Selon les infirmières, citées par le média indépendant russe Nœud caucasienles récentes augmentations de rémunération introduites dans les établissements de santé de la région n’ont touché que le personnel senior et junior, tandis que les employés de niveau intermédiaire ont été laissés de côté. Les manifestants ont déclaré qu’à la suite de l’indexation, les salaires des avantages et des infirmières avaient effectivement égalisé, malgré la différence de responsabilités.
Samedi, l’un des manifestants, une infirmière de l’hôpital pédiatrique n’a identifié qu’Irina, a déclaré que le refus de lever leur salaire avait été expliqué par un problème de sureffort présumé: « Ils disent que la loi permet à 500 infirmières d’être employées dans la République, mais nous avons 800. Donc, ils n’augmentent pas nos salaires à moins qu’ils ne déposent 300 d’entre nous ».
Selon Irina, les infirmières gagnent actuellement entre 25 000 ₽5 000 (310 $) et 30 000 ₽ (380 $) par mois. Leur augmentation la plus récente s’élevait à seulement 800 ₽00 (10 $).
« C’est frustrant et injuste lorsque ceux qui sont inférieurs gagnent plus que moi, même si je travaille tout aussi dur et que je porte plus de responsabilités », a-t-elle dit Nœud caucasien.
Les membres du parti d’opposition United Ossetia, dirigés par Atsamaz Bibilov, ont été les premiers à s’approcher des manifestants, ainsi que le chef du comité parlementaire sur la politique sociale et les soins de santé, Aleksandr Fliv.

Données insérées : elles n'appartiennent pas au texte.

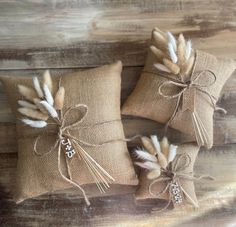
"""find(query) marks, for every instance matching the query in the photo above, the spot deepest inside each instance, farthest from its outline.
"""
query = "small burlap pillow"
(100, 130)
(187, 105)
(182, 166)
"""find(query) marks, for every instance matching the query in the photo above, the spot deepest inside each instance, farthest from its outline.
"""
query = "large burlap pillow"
(99, 90)
(156, 99)
(182, 166)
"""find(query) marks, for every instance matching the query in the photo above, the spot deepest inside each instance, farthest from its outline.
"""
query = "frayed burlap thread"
(146, 100)
(99, 90)
(183, 169)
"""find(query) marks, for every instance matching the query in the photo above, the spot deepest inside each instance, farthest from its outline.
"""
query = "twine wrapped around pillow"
(167, 172)
(69, 134)
(179, 87)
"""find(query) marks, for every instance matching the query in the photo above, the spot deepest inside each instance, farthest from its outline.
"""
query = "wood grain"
(67, 209)
(75, 34)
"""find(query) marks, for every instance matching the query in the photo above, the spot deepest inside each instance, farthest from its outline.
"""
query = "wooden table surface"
(76, 34)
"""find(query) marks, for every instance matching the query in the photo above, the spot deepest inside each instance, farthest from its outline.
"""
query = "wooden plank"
(224, 132)
(65, 209)
(57, 34)
(130, 76)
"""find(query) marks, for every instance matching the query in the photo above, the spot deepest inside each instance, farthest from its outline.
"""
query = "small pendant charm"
(176, 193)
(68, 147)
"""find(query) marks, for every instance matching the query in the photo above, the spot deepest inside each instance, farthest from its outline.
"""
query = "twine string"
(193, 82)
(101, 176)
(174, 173)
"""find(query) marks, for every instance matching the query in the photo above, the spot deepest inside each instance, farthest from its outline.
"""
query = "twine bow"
(172, 175)
(100, 175)
(186, 98)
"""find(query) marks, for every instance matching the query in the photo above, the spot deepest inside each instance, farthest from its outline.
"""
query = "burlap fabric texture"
(183, 165)
(197, 93)
(99, 89)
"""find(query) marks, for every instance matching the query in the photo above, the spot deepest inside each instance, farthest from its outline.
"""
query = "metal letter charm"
(68, 147)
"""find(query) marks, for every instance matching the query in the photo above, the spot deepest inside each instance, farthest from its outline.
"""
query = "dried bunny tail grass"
(27, 104)
(165, 146)
(148, 165)
(161, 157)
(144, 155)
(187, 67)
(181, 50)
(48, 80)
(51, 111)
(172, 153)
(34, 124)
(59, 98)
(171, 66)
(161, 32)
(48, 94)
(172, 53)
(153, 174)
(161, 67)
(160, 41)
(147, 143)
(172, 40)
(35, 114)
(27, 92)
(158, 53)
(40, 106)
(156, 143)
(188, 50)
(37, 87)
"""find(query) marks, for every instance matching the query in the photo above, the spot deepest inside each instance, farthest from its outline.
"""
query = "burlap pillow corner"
(162, 188)
(101, 131)
(147, 102)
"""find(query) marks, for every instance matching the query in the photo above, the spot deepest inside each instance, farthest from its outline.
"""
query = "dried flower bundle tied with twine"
(39, 106)
(167, 171)
(179, 87)
(69, 134)
(172, 56)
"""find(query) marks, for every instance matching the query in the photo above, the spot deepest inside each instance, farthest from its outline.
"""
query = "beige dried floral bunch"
(173, 56)
(39, 103)
(155, 155)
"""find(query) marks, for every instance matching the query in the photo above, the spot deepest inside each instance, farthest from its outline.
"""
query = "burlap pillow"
(157, 95)
(100, 134)
(179, 170)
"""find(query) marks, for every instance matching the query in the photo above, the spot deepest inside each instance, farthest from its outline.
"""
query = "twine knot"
(72, 145)
(172, 176)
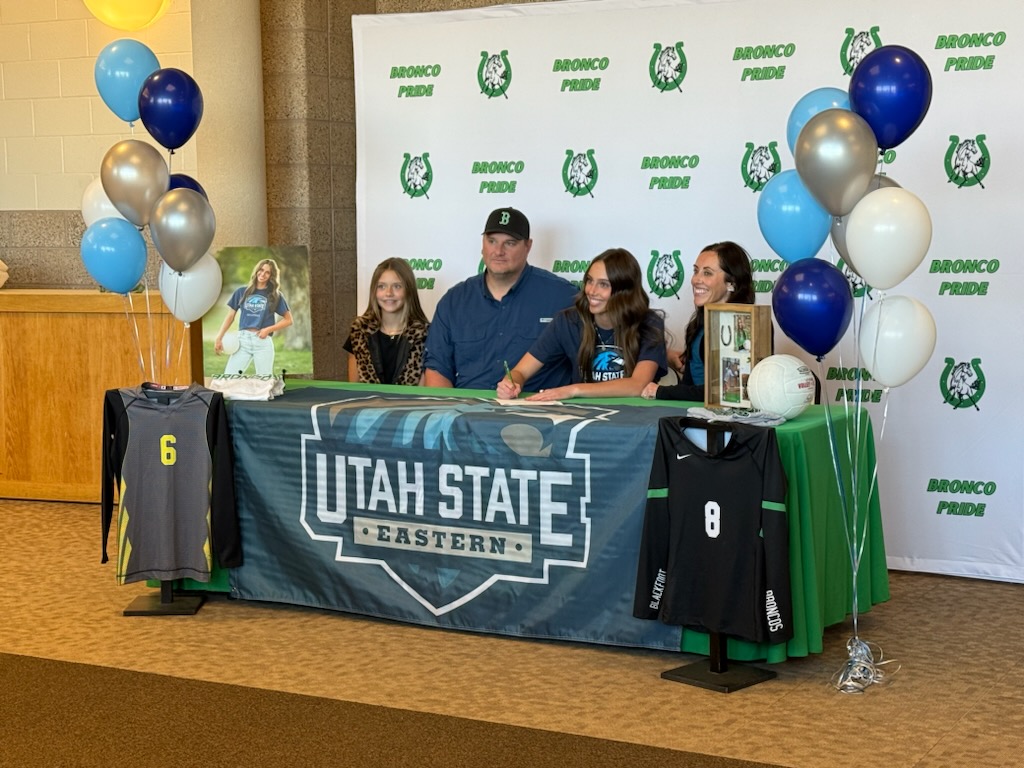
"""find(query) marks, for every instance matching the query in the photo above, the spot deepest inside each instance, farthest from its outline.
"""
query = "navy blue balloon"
(183, 180)
(813, 305)
(170, 104)
(891, 89)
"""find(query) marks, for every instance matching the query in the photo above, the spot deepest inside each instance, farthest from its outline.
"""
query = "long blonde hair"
(412, 310)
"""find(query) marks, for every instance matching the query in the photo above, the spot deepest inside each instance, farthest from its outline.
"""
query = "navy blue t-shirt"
(560, 341)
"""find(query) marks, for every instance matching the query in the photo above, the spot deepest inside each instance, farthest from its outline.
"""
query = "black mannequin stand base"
(166, 603)
(715, 673)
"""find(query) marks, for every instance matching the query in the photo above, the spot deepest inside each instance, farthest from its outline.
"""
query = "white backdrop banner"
(654, 125)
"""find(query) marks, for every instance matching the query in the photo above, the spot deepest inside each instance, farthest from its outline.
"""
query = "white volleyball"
(782, 385)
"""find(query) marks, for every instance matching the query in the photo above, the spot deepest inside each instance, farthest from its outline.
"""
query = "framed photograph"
(736, 338)
(289, 350)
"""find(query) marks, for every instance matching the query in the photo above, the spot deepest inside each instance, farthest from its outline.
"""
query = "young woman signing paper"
(613, 339)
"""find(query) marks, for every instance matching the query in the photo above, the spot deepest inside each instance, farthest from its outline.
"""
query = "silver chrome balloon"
(134, 175)
(837, 156)
(182, 226)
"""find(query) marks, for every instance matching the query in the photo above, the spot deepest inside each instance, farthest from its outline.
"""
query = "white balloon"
(897, 338)
(887, 236)
(189, 294)
(95, 204)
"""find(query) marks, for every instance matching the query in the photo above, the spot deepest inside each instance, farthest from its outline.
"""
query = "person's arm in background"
(438, 359)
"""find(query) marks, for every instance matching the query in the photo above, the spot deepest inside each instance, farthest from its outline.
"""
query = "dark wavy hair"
(412, 309)
(629, 307)
(735, 262)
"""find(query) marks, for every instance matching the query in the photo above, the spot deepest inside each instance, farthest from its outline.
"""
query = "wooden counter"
(59, 351)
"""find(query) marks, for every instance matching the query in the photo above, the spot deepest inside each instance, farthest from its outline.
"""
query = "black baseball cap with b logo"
(509, 221)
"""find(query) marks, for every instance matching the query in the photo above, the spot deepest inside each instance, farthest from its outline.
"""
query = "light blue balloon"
(121, 69)
(793, 222)
(810, 104)
(114, 254)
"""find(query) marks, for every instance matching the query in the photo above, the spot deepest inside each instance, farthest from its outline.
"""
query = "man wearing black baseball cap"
(494, 317)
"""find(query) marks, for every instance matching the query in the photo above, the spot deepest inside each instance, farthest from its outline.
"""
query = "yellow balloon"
(127, 14)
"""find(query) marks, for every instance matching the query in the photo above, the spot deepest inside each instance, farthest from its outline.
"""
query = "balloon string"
(181, 345)
(153, 331)
(168, 337)
(133, 325)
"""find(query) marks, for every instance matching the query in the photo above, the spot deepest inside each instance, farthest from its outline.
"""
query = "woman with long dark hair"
(612, 337)
(721, 273)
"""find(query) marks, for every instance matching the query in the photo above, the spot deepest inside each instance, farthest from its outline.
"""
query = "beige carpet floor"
(954, 700)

Plus tard, le président ossétien du Sud, Alan Gagloev, est arrivé sur les lieux.
Selon plusieurs participants, Gagloev a commencé la conversation avec des réprimandes.
«Il a demandé à chacun de nous pourquoi nous étions dehors et non sur notre lieu de travail. Il a dit que nous ne savions rien et que nous étions en difficulté », a déclaré l’infirmière RMMC Fatima.
Elle a ajouté que les tensions s’étaient depuis développées au sein du personnel – certains employés accusant les manifestants d’être «hostile aux commandes».
«Nous ne sommes pas contre eux – laissez-les gagner ₽30 000 ₽ ₽ ₽₽40 000 (500 $), voire 50 000 ₽ (630 $). Nous voulons juste que notre salaire augmente aussi », a-t-elle déclaré.
Selon la chaîne Telegram Sapa tskhinvalles responsables ont réprimandé un correspondant du point de vente pour avoir tenté de faire rapport sur la manifestation. Le secrétaire de presse du président et les agents de sécurité leur auraient dit que les médias non accrédités n’étaient pas autorisés à filmer le chef de l’État.
Après une brève discussion à l’extérieur, Gagloev a tenu une réunion à huis clos dans la salle de conférence RMMC avec certaines infirmières et le ministre du Travail et de la protection sociale, Oleg Gagloev (aucune relation directe). Le ministre a déclaré que les fonds salariaux avaient été alloués par la Russie chaque année et que les autorités locales n’avaient pas déterminé la distribution. Cependant, il n’a pas été en mesure d’expliquer pourquoi l’indexation des salaires avait exclu le personnel de niveau intermédiaire.
Après la réunion, les manifestants ont été informés que le gouvernement tenterait de résoudre le problème d’ici la fin de la semaine suivante.
Il s’agit de la première grève publique du système de santé du sud de l’Ossétie ces dernières années. Les salaires des travailleurs de la santé de la région sont traditionnellement faibles.
Selon les données officielles, les salaires des employés du secteur public en Ossétie du Sud sont financés par le biais de transferts fédéraux russes dans le cadre d’un programme pour soutenir le développement socio-économique de la région. En 2025, plus de 85% des revenus budgétaires de l’Ossétie du Sud devraient provenir des subventions russes.
La direction du RMMC n’a pas publié de déclaration officielle et le ministère de la Santé de l’Ossétie du Sud n’a pas commenté la situation. Il n’y a également eu aucune réaction des autorités russes concernant la grève dans une institution financée par le gouvernement fédéral.
Au moment de la publication, il n’y a eu aucun rapport de mesures disciplinaires contre les participants à la manifestation.
Pour faciliter la lecture, nous choisissons de ne pas utiliser de qualifications telles que «de facto», «non reconnue» ou «partiellement reconnue» lors de la discussion des institutions ou des positions politiques en Abkhazie, Nagorno-Karabakh et l’Ossétie du Sud. Cela n’implique pas de position sur leur statut.